[Top][All Lists]
[Date Prev][Date Next][Thread Prev][Thread Next][Date Index][Thread Index]
Re: bidi properties from uniprop tables
From: |
Kenichi Handa |
Subject: |
Re: bidi properties from uniprop tables |
Date: |
Sat, 20 Aug 2011 21:42:20 +0900 |
In article <address@hidden>, Eli Zaretskii <address@hidden> writes:
> > Since Bidi_Class is only used in this algorithm (and explicit property
> > lookups) AFAIK
> That's not true, it is also used in regexp search by category. So we
> should decide whether to assign these types in the uniprop table, or
> have a fallback for them in bidi.c. Any opinions? Handa-san?

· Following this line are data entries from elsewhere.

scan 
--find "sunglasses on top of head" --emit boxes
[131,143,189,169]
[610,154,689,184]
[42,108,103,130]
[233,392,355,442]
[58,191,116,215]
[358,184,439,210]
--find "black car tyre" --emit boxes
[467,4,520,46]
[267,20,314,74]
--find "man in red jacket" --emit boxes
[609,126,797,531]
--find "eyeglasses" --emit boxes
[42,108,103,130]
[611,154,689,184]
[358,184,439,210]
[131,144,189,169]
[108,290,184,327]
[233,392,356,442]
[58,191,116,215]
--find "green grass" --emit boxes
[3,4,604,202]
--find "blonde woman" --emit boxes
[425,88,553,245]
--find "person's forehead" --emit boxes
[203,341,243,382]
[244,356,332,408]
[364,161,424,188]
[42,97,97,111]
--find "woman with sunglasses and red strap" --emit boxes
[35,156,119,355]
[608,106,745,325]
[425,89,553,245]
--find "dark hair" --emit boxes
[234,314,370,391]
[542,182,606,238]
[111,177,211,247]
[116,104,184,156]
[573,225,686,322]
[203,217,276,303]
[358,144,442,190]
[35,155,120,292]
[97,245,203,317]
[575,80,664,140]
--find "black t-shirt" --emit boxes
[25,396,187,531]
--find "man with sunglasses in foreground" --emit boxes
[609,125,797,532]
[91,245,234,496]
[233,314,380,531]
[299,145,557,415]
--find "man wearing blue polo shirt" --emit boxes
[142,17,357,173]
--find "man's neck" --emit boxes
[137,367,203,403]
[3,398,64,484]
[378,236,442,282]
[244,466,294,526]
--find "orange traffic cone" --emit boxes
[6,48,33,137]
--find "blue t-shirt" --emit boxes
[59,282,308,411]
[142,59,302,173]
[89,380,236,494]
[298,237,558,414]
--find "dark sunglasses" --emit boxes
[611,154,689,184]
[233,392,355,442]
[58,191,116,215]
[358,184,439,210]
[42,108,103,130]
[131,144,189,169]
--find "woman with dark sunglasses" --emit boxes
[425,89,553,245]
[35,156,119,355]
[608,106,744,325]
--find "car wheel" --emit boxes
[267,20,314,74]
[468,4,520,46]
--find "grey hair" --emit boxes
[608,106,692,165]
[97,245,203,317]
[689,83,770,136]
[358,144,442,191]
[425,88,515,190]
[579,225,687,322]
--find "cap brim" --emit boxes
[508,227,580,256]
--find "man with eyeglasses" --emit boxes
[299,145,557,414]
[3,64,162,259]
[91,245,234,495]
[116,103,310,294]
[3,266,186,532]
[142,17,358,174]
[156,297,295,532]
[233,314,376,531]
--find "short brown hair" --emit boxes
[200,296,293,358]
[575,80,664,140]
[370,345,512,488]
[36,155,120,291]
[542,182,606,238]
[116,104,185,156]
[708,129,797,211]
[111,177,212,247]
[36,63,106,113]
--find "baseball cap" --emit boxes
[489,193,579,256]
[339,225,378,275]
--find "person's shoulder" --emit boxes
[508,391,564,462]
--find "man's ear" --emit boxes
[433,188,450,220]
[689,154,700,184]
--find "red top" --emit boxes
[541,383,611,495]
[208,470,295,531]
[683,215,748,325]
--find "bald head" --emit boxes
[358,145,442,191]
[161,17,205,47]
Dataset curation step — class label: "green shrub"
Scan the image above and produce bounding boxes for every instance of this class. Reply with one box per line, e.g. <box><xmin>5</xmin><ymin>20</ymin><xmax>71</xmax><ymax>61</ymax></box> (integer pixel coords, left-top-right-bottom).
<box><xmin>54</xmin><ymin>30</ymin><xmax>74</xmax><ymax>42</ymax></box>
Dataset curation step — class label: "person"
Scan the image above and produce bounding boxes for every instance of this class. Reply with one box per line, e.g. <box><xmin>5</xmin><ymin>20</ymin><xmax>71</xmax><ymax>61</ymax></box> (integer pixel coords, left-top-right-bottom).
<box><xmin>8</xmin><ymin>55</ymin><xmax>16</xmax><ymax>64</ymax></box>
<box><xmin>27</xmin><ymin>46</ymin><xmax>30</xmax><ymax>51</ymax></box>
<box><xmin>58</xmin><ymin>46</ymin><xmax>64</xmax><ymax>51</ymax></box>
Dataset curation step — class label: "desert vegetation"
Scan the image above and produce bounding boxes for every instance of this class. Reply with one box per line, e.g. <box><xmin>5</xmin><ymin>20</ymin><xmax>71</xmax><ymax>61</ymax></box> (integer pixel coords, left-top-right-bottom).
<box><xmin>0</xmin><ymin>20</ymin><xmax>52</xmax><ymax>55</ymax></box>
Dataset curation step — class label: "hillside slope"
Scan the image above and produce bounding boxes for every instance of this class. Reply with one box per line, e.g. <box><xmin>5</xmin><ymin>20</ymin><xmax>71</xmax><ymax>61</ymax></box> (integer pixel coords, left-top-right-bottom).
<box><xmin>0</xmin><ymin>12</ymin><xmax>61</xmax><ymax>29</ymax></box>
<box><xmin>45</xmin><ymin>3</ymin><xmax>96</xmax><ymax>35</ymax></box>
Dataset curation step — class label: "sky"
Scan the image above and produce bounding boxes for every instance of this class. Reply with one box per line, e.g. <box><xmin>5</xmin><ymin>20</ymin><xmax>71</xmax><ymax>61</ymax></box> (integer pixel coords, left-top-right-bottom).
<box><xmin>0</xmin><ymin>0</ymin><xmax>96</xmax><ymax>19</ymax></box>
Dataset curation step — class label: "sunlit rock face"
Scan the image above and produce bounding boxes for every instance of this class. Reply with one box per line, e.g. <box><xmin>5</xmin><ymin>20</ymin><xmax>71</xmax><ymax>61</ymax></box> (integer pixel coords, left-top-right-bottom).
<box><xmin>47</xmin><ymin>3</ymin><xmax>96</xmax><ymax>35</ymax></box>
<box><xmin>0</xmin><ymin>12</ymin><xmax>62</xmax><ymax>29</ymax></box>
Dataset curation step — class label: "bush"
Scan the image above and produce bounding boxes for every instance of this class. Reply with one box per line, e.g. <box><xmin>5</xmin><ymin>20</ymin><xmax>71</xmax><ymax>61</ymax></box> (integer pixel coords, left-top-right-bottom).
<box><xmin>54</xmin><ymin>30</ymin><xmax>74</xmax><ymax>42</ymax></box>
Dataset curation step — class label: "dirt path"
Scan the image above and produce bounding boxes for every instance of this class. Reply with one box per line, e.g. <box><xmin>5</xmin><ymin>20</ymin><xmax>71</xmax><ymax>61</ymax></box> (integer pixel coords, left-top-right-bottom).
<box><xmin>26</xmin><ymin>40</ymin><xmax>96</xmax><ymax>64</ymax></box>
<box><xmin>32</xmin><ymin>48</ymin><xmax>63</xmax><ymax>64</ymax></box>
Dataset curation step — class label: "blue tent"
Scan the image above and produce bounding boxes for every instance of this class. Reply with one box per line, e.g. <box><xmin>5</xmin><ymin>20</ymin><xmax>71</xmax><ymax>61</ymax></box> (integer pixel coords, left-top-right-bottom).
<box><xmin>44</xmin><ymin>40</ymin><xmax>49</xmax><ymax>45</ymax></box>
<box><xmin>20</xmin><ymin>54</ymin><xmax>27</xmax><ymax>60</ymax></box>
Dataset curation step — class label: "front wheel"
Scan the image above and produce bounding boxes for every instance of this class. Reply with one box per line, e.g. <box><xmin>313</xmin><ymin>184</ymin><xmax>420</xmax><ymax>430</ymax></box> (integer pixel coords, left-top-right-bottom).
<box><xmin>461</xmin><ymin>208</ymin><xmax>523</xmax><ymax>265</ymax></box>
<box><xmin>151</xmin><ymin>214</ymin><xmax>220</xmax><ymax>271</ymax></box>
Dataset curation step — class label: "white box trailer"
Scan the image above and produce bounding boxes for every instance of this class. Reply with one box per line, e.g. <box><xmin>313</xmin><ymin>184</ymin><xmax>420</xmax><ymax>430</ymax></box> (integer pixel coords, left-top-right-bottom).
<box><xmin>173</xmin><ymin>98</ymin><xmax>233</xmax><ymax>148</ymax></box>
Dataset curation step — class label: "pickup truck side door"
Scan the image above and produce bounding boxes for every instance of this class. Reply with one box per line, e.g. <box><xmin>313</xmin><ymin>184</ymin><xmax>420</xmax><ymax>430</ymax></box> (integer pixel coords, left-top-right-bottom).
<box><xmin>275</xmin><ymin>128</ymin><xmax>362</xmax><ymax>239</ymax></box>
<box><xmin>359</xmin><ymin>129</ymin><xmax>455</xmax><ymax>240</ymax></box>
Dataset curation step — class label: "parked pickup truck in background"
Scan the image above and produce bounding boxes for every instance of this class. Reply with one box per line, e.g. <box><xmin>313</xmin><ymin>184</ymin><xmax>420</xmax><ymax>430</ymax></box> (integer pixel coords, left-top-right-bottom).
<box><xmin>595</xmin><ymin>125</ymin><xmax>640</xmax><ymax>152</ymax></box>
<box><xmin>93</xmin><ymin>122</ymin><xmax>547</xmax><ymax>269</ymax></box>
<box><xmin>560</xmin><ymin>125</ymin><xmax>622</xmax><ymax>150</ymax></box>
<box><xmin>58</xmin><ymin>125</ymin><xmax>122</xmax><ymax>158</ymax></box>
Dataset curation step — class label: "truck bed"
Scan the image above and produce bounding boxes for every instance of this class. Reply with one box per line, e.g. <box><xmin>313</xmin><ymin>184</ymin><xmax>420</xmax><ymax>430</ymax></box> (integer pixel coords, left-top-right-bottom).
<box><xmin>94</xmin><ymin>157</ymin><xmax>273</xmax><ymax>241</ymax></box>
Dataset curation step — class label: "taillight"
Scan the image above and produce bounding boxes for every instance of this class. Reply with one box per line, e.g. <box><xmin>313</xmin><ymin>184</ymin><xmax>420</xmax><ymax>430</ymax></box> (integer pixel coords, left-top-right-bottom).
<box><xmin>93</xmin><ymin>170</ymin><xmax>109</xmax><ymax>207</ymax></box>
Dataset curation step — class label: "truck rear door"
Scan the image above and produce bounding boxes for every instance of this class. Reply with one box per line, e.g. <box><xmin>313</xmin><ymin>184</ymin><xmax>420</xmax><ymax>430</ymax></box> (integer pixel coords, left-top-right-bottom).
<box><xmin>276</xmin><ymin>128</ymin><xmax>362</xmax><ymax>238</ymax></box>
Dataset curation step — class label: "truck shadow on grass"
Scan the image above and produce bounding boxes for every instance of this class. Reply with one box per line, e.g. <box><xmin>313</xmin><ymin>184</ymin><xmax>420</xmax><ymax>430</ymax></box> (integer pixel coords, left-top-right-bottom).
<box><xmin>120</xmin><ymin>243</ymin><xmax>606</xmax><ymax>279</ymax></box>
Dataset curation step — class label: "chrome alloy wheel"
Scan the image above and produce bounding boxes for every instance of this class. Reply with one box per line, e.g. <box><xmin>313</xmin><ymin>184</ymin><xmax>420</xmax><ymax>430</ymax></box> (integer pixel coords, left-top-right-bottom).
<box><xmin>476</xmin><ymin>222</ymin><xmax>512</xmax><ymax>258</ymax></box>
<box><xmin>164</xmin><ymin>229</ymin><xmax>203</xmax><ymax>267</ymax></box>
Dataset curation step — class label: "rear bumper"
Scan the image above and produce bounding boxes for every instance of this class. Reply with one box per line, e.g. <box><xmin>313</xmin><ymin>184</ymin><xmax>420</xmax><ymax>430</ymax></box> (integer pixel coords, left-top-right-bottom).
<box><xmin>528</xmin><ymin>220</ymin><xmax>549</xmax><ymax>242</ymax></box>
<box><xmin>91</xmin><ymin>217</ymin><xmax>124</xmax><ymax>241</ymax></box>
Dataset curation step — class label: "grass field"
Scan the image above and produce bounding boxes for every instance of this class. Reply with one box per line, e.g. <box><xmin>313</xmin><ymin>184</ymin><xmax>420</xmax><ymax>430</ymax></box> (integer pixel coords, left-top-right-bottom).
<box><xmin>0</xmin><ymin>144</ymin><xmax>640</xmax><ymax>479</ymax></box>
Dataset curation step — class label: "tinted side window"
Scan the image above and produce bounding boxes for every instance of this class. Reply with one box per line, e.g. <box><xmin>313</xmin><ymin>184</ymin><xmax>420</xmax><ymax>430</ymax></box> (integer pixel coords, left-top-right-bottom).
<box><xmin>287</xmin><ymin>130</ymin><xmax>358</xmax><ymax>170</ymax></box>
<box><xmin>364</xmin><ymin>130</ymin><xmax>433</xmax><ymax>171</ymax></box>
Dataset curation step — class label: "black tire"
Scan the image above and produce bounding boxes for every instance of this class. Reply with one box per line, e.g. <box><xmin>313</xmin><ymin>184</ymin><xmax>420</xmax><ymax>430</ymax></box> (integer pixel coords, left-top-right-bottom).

As I'm on vacation now, I can't access the source of Emacs,
but I remember that there's a place in an element of
unidata-SOMETHING-alist (I don't remember what SOMETHING is)
to specify the default property value. So, it should be
easy to fix the default value if it is a simple one.
But, the current code doesn't handle the non-simple default
value as below.
> > it seems reasonable to me that get-char-code-property
> > et amis should return the "strong type" specified by DerivedBIDI
> > (which is LTR it seems, but you should check that).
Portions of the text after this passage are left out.